Die dänischen Sozialdemokraten haben die konservativ-rechtsliberale Minderheitsregierung abgelöst, ihre restriktive Ausländerpolitik jedoch beibehalten. Sie wollen nur den Begriff "Ghetto" nicht mehr verwenden. Das sogenannte "Ghetto-Gesetz" wird aber umgesetzt.

Von Kai Schlüter | 22.07.2019
Das Viertel Mjølnerparken in Kopenhagen steht schon länger auf der "Ghetto"-Liste der dänischen Regierung. 80 Prozent der Bewohner haben einen Migrationshintergrund.
Das Viertel Mjølnerparken in Kopenhagen steht auf der "Ghetto"-Liste der dänischen Regierung. Das könnte sich bald zumindest sprachlich ändern: die regierenden Sozialdemokraten wollen den Begriff "Ghetto" vermeiden. (deutschlandradio / Jana Sinram)
29 solcher Ghettos hat die Regierung in ganz Dänemark ausgemacht. Hier sollen Wohnblöcke abgerissen und weniger Sozialwohnungen gebaut werden. Es gibt mehr Polizei. Diebstahl und Vandalismus können doppelt so hart bestraft werden wie im Rest des Landes. Eine Kindergartenpflicht wird eingeführt und Sprachunterricht für die Kleinsten. Das Gesetz wurde mit 80 Prozent Zustimmung im Parlament, dem Folketing, verabschiedet. Kritik kam von Søren Egge Rasmussen von der oppositionellen linken Einheitsliste:
"Es ist gut, dass diese Viertel verändert werden sollen. Aber indem man sie als 'Ghetto' abstempelt, wird man niemanden motivieren, dorthin zu ziehen."
Bei der Parlamentswahl im Mai verlor die konservativ-rechtsliberale Dreierkoalition die Regierungsfähigkeit, weil die Rechtspopulisten, die diese Minderheitsregierung stützten und politisch vor sich hertrieben, eine krachende Niederlage erlitten. Sie verloren die Hälfte ihrer Mandate.
"Wir werden [...] den Zustrom von Einwanderern nach Dänemark kontrollieren."

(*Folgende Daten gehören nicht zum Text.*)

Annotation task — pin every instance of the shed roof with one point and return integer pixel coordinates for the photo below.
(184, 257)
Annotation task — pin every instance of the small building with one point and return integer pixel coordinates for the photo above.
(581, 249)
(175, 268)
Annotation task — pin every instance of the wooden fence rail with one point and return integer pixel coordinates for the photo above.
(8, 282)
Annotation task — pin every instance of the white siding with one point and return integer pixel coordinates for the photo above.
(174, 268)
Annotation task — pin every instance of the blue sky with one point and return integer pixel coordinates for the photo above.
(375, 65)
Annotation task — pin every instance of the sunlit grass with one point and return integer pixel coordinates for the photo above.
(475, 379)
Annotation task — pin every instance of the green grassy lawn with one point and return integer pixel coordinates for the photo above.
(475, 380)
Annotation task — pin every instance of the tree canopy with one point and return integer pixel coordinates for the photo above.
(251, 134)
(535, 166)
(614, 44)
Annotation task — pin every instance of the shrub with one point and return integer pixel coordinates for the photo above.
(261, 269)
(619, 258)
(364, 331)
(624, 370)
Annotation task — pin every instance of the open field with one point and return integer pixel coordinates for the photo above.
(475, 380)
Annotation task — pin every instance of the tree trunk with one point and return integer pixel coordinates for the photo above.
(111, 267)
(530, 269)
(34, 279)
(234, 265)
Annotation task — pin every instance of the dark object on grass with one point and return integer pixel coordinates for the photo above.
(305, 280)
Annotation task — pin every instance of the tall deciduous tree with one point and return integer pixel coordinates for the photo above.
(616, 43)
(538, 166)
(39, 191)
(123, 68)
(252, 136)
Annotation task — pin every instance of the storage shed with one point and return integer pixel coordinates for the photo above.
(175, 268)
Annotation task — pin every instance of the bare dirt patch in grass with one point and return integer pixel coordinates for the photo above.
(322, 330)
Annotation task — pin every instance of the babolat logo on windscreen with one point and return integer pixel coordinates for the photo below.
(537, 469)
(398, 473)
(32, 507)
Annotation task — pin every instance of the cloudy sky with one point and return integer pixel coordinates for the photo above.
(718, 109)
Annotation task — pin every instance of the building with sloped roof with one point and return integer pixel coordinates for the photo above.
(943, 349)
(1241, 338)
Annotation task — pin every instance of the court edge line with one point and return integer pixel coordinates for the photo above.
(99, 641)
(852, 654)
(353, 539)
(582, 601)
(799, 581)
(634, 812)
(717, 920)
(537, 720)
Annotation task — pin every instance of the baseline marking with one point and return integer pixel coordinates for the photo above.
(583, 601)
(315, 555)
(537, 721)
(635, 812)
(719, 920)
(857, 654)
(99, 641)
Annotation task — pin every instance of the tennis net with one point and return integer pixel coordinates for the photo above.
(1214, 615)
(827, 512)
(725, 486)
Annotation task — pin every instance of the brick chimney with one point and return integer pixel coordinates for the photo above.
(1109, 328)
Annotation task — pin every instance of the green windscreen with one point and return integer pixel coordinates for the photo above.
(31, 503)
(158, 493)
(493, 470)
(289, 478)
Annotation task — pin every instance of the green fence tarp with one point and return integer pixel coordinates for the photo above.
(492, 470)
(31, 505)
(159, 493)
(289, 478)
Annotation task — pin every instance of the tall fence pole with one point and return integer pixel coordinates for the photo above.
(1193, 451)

Die Sozialdemokraten kündigten schon im Wahlkampf an, dass sie eine Einparteien-Minderheitsregierung bilden wollten. Sie versprachen eine linke Sozialpolitik und die Fortsetzung der harten Ausländerpolitik. Das Spagatprogramm zog. Die Sozialdemokraten wurden stärkste Partei und bildeten unter Mette Frederiksen eine Minderheitsregierung. Der neue sozialdemokratische Minister für Ausländer und Integration Mattias Tesfaye erklärte noch am Tag seiner Amtseinführung:
"Die Aufgabe bleibt die Gleiche wie in den Jahren zuvor. Wir werden daran festhalten, den Zustrom von Einwanderern nach Dänemark zu kontrollieren. Aber wir wollen die Integration verbessern. Das kann man besser machen."
Mattias Tesfaye muss Verbesserungen versprechen, weil die sozialdemokratische Minderheitsregierung auf die Unterstützung von drei Parteien des linken Lagers angewiesen ist, um im Folketing eine Mehrheit zu bekommen. Die Zugeständnisse dürfen aber nicht zu groß sein, damit die Sozialdemokraten ihre neu gewonnenen rechten Wähler nicht verlieren. Zunächst einmal sind es symbolische Änderungen.
Hilfsorganisationen lehnen den Begriff "Ghetto" ab
So hatte Mattias Tesfayes rechtsliberale Amtsvorgängerin auf ihrer Website einen Ticker, der die gesetzlichen Verschärfungen im Ausländerrecht zählte. Bei Nummer 50 gab es im Internet symbolisch Torte. Bei Nummer 114 nahm Mattias Tesfaye den Ticker vom Netz. Nun kündigte der neue Wohnungsbauminister Kaare Dybvad in einer Fernsehsendung an, den Begriff "Ghetto" vermeiden zu wollen.
"Den Begriff 'Ghetto' verbindet man heute mit Städten wie Baltimore, Chicago oder Detroit. Sundparken in Horsens ist weit entfernt davon. Die Menschen, die wir mit an Bord haben wollen, alle privaten Hilfsorganisationen und ehrenamtlichen Helfer in unserer Wohlfahrtsgesellschaft, tun sich schwer mit diesem Begriff. Weil es für sie wichtig ist, ist es auch für mich wichtig."
In einer schnellen Umfrage nach der Sendung waren 64 Prozent der Dänen dafür, den Begriff "Ghetto" zu vermeiden.
Die neue Regierung setzt das Ghetto-Gesetz der Vorgängerregierung um
Inhaltlich setzt die neue Regierung das Ghetto-Gesetz der Vorgängerregierung aber um. Zum Schuljahresbeginn, am ersten August, treten zwei Maßnahmen des "Ghetto-Pakets" in Kraft: In Schulen, wo über 30 Prozent der Schüler aus "Ghettos" kommen, müssen Kinder in der Vorschulklasse einen Sprachtest bestehen, um in die erste Klasse eingeschult werden zu dürfen. Gleichzeitig wird eine Abwesenheitsstrafe eingeführt: Wenn Schüler mehr als 15 Prozent der Unterrichtszeit abwesend sind, soll die Kommune den Familien das Kindergeld streichen. Dies soll insbesondere Familien ausländischer Herkunft treffen, die monatelang im Ursprungsland Urlaub machen.